Rozwój gospodarczy niemożliwy bez poprawy zdrowia Polaków
W expose pojawiło się wiele wątków gospodarczych, jednak jak mówi w Polskim Radiu 24 dr Artur Bartoszewicz ze Szkoły Głównej Handlowej, aspekt zdrowotny jest jednym z ważniejszych, na który warto zwrócić uwagę.
2017-12-13, 22:03
Posłuchaj
Jak dodaj, poza tak ważnymi kwestiami jak energetyka, nowe technologie, ochrona środowiska, to ważna jest sprawa zdrowia, która przedstawiona została w exspose w wymiarze społecznym ale z silnym oddziaływaniem na gospodarkę.
Kiepskie zdrowie Polaków barierą rozwoju gospodarczego
− Czyli potraktowanie kiepskiej kondycji zdrowotnej Polaków jako wielką barierę rozwojową, mówi ekonomista.
Jak zauważa, jednym z czynników, który nas degraduje, jest stan zdrowia Polaków.
− Widać, że nie radzimy sobie z problemem zdrowia, a tym samym maleją szanse na rozwiązanie narastającego problemu braku rąk do pracy, mówi gość Polskiego Radia 24.
Drugą kwestią, na którą ekonomista zwraca uwagę, jest powrót do rozwiązań, które pomogłyby w myśleniu strategicznym o przyszłości polskiej gospodarki.

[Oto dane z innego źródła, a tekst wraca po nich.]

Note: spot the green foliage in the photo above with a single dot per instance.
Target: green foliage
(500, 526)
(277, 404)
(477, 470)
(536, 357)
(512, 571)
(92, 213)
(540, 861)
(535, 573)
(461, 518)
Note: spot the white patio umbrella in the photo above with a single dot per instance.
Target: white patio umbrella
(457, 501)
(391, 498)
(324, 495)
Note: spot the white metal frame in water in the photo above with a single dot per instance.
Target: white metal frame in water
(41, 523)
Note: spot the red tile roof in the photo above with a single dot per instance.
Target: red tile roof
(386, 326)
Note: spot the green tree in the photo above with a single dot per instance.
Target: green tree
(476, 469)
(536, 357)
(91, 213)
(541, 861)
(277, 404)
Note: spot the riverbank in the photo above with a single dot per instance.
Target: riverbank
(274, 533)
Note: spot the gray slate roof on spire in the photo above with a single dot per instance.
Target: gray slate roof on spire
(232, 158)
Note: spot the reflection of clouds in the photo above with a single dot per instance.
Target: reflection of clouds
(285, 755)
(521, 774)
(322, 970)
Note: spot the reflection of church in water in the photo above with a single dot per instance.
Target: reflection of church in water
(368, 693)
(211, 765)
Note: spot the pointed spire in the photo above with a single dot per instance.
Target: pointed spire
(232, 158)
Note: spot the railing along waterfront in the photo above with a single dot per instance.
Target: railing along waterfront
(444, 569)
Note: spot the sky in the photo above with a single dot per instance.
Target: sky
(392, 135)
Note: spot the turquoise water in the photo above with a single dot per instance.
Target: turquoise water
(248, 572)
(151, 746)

Polsce potrzebne jest Centrum Analiz Strategicznych
Ekspert daje przykład zapowiedzi utworzenia Centrum Analiz Strategicznych przy premierze.
− Tak państwa, jak korporacje i koncerny myślą strategicznie, identyfikują potencjały rozwojowe i wyzwania stojące przed gospodarką i społeczeństwem. A my nie mamy takiego Centrum Myślenia o Przyszłości, podkreśla gość Polskiego Radia 24.
Jak dodaje, premier to zauważył i dla niego jest to bardzo ważne.
− To powinno pozwolić na rozwiązywanie nie tyle bieżących problemów, ale określić cele i metody, które doprowadzą do przewag rozwojowych polskiej gospodarki, mówi ekonomista.
Podczas expose premier Mateusz Morawiecki mówił, że sercem filozofii gospodarczej rządu są mikro, małe i średnie firmy, które dają utrzymanie milionom. zapowiedział, że wkrótce zostanie przedstawiony cały pakiet ustaw upraszczających życie gospodarcze z Konstytucją Biznesu na czele.
Jednak to czego zabrakło w expose premiera Mateusza Morawieckiego, a na co zwraca uwagę Artur Bartoszewicz, to nawiązanie do tzw. ustawy Wilczka i wolności gospodarczej, której obecnie wciąż jest zbyt mało, co podkreślają też sami przedsiębiorcy.